Sent from my ALCATEL_one_touch_988 using Ohub Campfire mobile app


----------



## [email protected]

fr3db3ar said:


> Consider them like dogs. Last year's whelp would be full grown size wise.
> 
> 
> Gestation is 63 days +- so that should put them out in April/May.


They know when the fawns are dropping!!!! Shrubby


Posted using Outdoor Hub Campfire


----------



## Jager Pro

junkman said:


> Probly not,By the time you bred the wild out of it you would have a dog.Russia tried it years ago with fox farms to get a fox that was easier to handle.What they ended up with was essentually a dog.Random color paterns and dog like behavior.


I saw a news video on YouTube of a family who had a full pet coyote (wasn't a coydog), it acted just like a house dog. But I'm sure that's an exception and not the rule.


----------



## FREEPOP

I've talked to a few people that have raised them and they said that you cannot trust them. I really hope those people on Youtube wake up before that young girl gets hurt.


----------



## e4nate

I caught 2 pups once after we dug out the dirt pile they were denned in. They were about the size of my sister Chihuahua at the time, but much more aggressive even at that young age. They went after me, and the Chihuahua when I put them in his pen in the yard. Needless to say, they did not become pets.


----------



## Wolverick

I have raised foxes and reds bite like crazy, even when bottle feed from birth. You can handle them but you have to grab them right or it`s bite city! I was told coyotes are the same way. Arctic foxes on the other hand are calm and don`t insist on biting. They are a lot more like dogs. In fact mine (I`ve had them too) followed me around the yard just like a puppy and made a very good pets. 
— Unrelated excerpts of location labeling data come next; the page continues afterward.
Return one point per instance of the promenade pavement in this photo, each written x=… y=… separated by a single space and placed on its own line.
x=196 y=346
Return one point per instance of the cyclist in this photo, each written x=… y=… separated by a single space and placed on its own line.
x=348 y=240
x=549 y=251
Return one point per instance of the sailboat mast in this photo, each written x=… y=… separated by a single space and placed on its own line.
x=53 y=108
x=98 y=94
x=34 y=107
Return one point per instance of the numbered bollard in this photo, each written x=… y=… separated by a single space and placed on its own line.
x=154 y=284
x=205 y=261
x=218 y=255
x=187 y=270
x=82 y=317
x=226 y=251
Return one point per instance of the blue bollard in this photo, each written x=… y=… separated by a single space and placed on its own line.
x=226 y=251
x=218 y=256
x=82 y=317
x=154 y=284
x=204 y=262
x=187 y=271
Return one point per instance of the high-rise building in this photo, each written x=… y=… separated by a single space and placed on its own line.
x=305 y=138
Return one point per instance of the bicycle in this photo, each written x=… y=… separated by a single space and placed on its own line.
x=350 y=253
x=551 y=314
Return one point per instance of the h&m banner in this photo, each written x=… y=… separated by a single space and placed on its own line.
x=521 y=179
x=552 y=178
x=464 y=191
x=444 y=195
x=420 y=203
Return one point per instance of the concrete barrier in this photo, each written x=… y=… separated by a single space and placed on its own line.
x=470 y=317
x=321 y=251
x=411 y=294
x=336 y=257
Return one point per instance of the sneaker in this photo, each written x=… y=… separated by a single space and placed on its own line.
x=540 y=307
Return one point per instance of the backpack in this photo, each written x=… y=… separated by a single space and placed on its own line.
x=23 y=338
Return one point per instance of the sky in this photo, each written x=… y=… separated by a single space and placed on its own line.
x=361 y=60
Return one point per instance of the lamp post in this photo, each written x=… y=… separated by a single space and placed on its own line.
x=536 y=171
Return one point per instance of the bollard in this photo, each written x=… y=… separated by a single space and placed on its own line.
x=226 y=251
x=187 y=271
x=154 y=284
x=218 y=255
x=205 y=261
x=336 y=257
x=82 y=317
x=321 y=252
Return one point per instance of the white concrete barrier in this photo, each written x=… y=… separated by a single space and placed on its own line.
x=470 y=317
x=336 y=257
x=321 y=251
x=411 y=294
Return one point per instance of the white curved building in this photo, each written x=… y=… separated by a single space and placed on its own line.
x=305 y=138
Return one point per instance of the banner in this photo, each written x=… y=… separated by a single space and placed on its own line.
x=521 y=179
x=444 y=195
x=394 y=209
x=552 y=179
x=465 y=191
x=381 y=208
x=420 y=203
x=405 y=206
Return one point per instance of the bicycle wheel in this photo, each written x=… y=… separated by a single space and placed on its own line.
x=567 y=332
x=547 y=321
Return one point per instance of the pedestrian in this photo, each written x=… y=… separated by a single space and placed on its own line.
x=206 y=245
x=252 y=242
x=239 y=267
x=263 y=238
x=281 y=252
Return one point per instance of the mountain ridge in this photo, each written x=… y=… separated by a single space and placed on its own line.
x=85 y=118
Keep in mind though that a pet red may bite but he is not out to kill you. It`s just how they relate to their world.


----------



## Padilen

Hasn't man mutated enough of Gods creatures? Let's leave wild wild and be content with all the domesticated animals we have.
Wildlife rehabilitation is good. We don't need exotic/wild animals to be cool. Let's enjoy the surprise of coming across one in its natural habitat. 
I'm in my 50's we never saw real wild bald eagles as a kid. I get a thrill every time I see one, now.Which is often.


----------



## 68w

A female solider in my unit had one for about a year. It was very high strung and had a lot of energy. Was fine with the cat. Her roommate was a vet or so thin and brought him home.


----------



## DEDGOOSE

THere is a den on one property we turkey hunt, twice now we have seen pups sitting around the den.. They are not scared and one time we got down on our knees and made kissing noises and such and a couple came to about 5 feet..


----------



## WAUB-MUKWA

Jager Pro said:


> So when do Coyotes have pups? I'm guessing it can't be until spring/early summer. How big would a dog born last year be right now? The reason I'm asking is because I saw one on the side of the road this morning while driving and was surprised by how small he was. I saw one in my back yard earlier this winter during January and he was huge in comparison. A bad winter could make your average yote skinnier I guess, but there was a pretty significant height difference.
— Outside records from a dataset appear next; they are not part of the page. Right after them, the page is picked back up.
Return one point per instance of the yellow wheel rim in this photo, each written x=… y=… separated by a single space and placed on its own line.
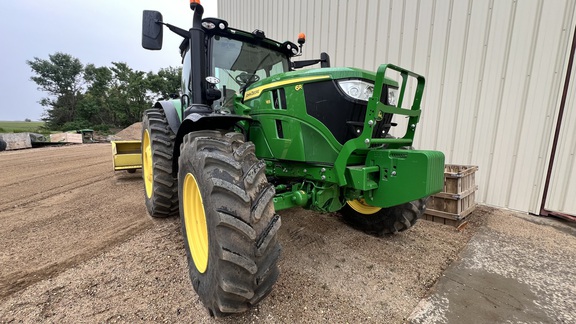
x=362 y=207
x=195 y=223
x=147 y=168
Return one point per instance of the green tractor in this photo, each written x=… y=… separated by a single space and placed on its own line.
x=250 y=135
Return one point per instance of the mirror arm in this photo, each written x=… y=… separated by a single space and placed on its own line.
x=179 y=31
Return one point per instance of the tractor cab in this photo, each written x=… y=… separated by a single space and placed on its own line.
x=234 y=62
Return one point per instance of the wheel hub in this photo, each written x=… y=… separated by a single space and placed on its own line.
x=362 y=207
x=147 y=166
x=195 y=223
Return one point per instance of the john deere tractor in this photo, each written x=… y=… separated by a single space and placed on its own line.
x=251 y=135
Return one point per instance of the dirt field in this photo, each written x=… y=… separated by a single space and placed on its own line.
x=78 y=246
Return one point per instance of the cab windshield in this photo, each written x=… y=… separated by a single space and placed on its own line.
x=238 y=64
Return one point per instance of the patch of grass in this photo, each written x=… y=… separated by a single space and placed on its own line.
x=21 y=127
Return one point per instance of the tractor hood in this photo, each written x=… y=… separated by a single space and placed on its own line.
x=307 y=76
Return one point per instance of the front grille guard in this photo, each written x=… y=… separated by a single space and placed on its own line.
x=374 y=114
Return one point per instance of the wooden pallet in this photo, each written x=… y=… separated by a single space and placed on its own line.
x=457 y=200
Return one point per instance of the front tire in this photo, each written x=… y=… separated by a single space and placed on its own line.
x=382 y=221
x=228 y=221
x=160 y=187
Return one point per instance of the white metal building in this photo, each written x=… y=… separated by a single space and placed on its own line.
x=496 y=72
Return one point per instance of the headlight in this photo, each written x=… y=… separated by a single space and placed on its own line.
x=392 y=96
x=357 y=89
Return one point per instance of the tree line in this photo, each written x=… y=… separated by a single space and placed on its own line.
x=87 y=96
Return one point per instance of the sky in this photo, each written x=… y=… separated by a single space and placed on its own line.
x=98 y=32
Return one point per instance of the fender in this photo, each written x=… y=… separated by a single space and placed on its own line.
x=172 y=110
x=203 y=121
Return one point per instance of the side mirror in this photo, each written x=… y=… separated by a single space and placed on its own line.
x=152 y=30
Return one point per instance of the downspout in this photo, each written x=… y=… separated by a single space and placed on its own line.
x=543 y=211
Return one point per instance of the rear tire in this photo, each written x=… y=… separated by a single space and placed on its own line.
x=382 y=221
x=160 y=187
x=228 y=221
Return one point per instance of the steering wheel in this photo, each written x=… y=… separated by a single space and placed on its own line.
x=244 y=78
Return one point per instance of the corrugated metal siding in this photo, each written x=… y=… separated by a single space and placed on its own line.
x=563 y=182
x=494 y=71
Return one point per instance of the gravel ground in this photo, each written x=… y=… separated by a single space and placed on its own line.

The pups are born after 2 months or so. They would just be born about now. The yearling yote pups are a little smaller than the adults, but a yearling wolf comes close to looking like a coyote. A wolf pup on the other hand cannot be mistaken for a coyote. It's all legs like a lab or retriever.


----------



## don

Jager Pro said:


> So when do Coyotes have pups? I'm guessing it can't be until spring/early summer. How big would a dog born last year be right now? The reason I'm asking is because I saw one on the side of the road this morning while driving and was surprised by how small he was. I saw one in my back yard earlier this winter during January and he was huge in comparison. A bad winter could make your average yote skinnier I guess, but there was a pretty significant height difference.



These are part of a series of the only yote pup shots I have gotten on the cameras and judging by the date the pictures were taken I would assume these were born in late April/early May of that year. 
I'm pretty positive they would have reached full adult size a year later and probably less.
Apologize for the quality of the night pictures, there was unfortunately moisture in the air that caused the white spots on the shots.


----------



## Jet08

don said:


> These are part of a series of the only yote pup shots I have gotten on the cameras and judging by the date the pictures were taken I would assume these were born in late April/early May of that year.
> I'm pretty positive they would have reached full adult size a year later and probably less.
> Apologize for the quality of the night pictures, there was unfortunately moisture in the air that caused the white spots on the shots.


Don I can't help but chuckle when you apologize for the quality of those pictures and yet they are still better quality then anything I will ever get. :lol:

Thanks for sharing, cool catch and awesome shots as usual.


----------



## don

Thank you.
I guess I have come to expect every shot to be "picture perfect" and when something like a little moisture gets on the lens glass I can't help but be a little disappointed.
For me personally, the cameras have set the bar very high as far as picture quality is concerned and I have allowed myself to become spoiled without a doubt.

But I am sure I would not be happy with it any other way....


----------



## gatorman841

Wolverick said:


> I have raised foxes and reds bite like crazy, even when bottle feed from birth. You can handle them but you have to grab them right or it`s bite city! I was told coyotes are the same way. Arctic foxes on the other hand are calm and don`t insist on biting. They are a lot more like dogs. In fact mine (I`ve had them too) followed me around the yard just like a puppy and made a very good pets.
> 
> Keep in mind though that a pet red may bite but he is not out to kill you. It`s just how they relate to their world.


Your right about the artic foxes they do make good pets, my neighbor had one and it was just like a puppy. Playful, nice and minded well but I'm sure all that came from proper training. Sure was a cool pretty animal, he used to always walk it around town on a leash and play fetch with it. Cool sight to see and really good at climbing trees.


----------



## CaptainNorthwood

White spots. Holy cow I must be going blind and I even have my glasses on.. Don your pics are always spectacular great work!


----------